Geedgak holte mit seinem Knochenstock aus und versetzte dem Nornelfen sechs gezielte Schläge auf verschiedene Körperstellen.

Ein Ruck ging durch Karons Körper und die Energiewellen versiegten so schnell, wie sie gekommen waren. Der Körper des Nornelfen beruhigte sich langsam.
 

Karons Wut war nicht verschwunden, doch war sie sehr abgeflaut, als ein grandioses Gefühl seinen Körper durchglitt. Die Energien, die seit Wochen seinen Körper in Aufruhr versetzten, verliefen mit einem Mal glatte Bahnen. Er konnte sie kontrollieren, so als hätte jemand einen Schalter umgelegt.
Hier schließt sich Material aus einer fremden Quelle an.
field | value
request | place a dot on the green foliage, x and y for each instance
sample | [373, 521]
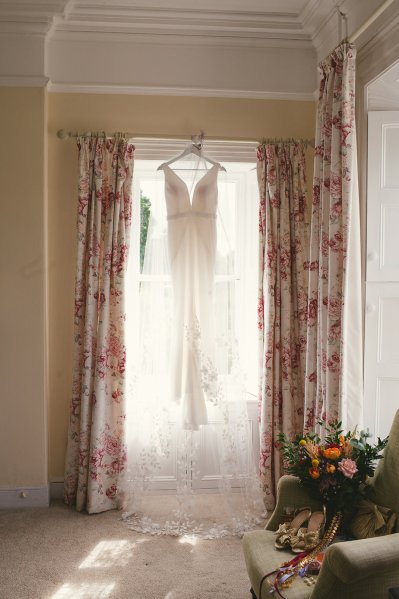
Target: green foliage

Und nun, da diese Energien seinen Körper ideal versorgten, fühlte er sich ganz anders.

Sein Körper, der fast eine halbe Tonne wog, fühlte sich für ihn an wie eine Feder. Der Boden unter seinen Füßen schmiegte sich an seine Haut, als wäre er aus weichen Matratzen und nicht aus hartem Stein. Seine Bewegungen waren völlig mühelos. Und es kam ihm vor, als könnte er jeder einzelne Zelle seines Körpers spüren und kontrollieren.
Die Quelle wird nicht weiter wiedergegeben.